IMO Lean Miner was never viable for ASIC’s even before the Cuckatoo change. You may be overestimating the SRAM available to a single chip, even at 7nm, but the real killer is power. Even in the Cuckoo formulation, the power requirements of lean miner make it a non-starter.

Right now, mean miner is the only viable published approach, and I would expect to see mean miner based ASICs, making Grin ASIC’s look most like Equihash ASICs: DRAM bound with smallish chip dies produced at 16nm not 7. Most of the chip will be GDDR IO not siphash.

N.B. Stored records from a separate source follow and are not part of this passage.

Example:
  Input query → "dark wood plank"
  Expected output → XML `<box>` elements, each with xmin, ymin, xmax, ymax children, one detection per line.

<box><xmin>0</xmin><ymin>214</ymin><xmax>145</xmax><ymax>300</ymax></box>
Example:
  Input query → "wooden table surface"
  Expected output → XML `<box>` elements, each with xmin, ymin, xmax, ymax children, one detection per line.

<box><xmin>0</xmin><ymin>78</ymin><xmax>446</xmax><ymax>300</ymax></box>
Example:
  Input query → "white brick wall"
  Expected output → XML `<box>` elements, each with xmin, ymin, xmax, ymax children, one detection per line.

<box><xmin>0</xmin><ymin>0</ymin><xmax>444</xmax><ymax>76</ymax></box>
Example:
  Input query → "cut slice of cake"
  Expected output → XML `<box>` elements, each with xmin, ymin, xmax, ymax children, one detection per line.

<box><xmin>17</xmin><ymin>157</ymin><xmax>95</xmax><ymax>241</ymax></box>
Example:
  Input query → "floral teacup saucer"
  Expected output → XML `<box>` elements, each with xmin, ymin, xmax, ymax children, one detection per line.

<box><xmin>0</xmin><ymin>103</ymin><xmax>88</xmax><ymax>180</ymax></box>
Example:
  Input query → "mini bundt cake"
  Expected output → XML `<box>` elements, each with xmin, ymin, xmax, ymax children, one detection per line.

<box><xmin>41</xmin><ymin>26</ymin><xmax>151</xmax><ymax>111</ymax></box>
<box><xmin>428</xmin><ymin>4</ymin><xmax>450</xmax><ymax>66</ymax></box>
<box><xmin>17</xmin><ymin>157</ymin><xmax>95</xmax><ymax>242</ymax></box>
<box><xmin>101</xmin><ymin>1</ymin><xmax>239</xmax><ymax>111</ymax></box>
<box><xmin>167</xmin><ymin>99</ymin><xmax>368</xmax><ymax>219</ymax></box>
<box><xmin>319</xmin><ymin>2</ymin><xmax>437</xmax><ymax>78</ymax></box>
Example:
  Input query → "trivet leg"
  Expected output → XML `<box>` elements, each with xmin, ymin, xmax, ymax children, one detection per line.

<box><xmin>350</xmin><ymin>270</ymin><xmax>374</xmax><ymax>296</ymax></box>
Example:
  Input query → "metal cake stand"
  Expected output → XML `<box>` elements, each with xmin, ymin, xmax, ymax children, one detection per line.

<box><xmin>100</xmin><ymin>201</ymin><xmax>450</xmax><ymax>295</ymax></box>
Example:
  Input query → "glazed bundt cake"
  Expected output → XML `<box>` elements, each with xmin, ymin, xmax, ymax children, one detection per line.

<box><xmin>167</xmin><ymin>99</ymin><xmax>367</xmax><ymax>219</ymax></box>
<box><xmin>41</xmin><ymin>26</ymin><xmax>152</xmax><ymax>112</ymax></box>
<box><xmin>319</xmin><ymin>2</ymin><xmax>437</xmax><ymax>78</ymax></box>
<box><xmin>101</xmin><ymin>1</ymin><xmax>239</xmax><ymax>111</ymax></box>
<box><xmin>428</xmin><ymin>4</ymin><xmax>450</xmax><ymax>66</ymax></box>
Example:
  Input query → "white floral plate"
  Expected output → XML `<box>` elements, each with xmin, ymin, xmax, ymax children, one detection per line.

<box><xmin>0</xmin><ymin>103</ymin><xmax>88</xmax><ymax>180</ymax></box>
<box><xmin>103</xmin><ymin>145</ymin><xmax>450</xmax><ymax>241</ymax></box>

IMO neither PoW is ASIC “friendly”

Also about the ASIC market:

ASIC economics involve a large upfront cost called the NRE (nonrecurring engineering) plus a very small per-unit cost. This means that ASIC production is more like a step function, where the projected revenue needs to support a certain volume of unit production before the NRE is covered and break-even is achieved.

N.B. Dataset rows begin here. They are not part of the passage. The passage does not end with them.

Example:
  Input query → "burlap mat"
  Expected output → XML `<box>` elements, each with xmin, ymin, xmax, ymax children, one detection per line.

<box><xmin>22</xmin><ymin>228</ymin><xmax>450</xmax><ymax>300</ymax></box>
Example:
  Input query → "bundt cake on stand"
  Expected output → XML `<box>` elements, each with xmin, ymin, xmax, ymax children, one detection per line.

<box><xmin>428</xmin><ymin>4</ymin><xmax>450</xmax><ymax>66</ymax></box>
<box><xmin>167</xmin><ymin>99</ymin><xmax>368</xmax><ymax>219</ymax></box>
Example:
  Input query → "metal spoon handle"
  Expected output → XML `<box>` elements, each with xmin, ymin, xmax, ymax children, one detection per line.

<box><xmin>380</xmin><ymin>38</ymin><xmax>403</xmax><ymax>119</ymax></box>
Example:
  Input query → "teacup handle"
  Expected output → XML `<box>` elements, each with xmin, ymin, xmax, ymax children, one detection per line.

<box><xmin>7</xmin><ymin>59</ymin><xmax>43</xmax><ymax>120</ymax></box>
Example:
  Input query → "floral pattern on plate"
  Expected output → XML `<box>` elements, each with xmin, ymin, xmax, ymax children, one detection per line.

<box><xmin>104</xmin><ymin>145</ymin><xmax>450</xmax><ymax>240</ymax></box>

By ramping up from 10%, you are ensuring that the large ASIC producers are first to enter the market. When the total revenue from mining is small, the volume of chips produced in the first batch must be very high in order to cover the NRE. If you have a much bigger revenue base, then the the NRE is relatively small relative to revenue, and unit volume is less of a factor. A large market has room for smaller players but a small market does not.

Basically, Bitmain can afford the NRE even when the mining is only 10%, because they have deep pockets and can write-off the NRE at a loss if necessary. They can also produce very large batches to amortize the NRE and gain a low per-unit net cost. If the market is small because of the 10% number, the NRE is a bigger factor, favoring large batches and big capital investments.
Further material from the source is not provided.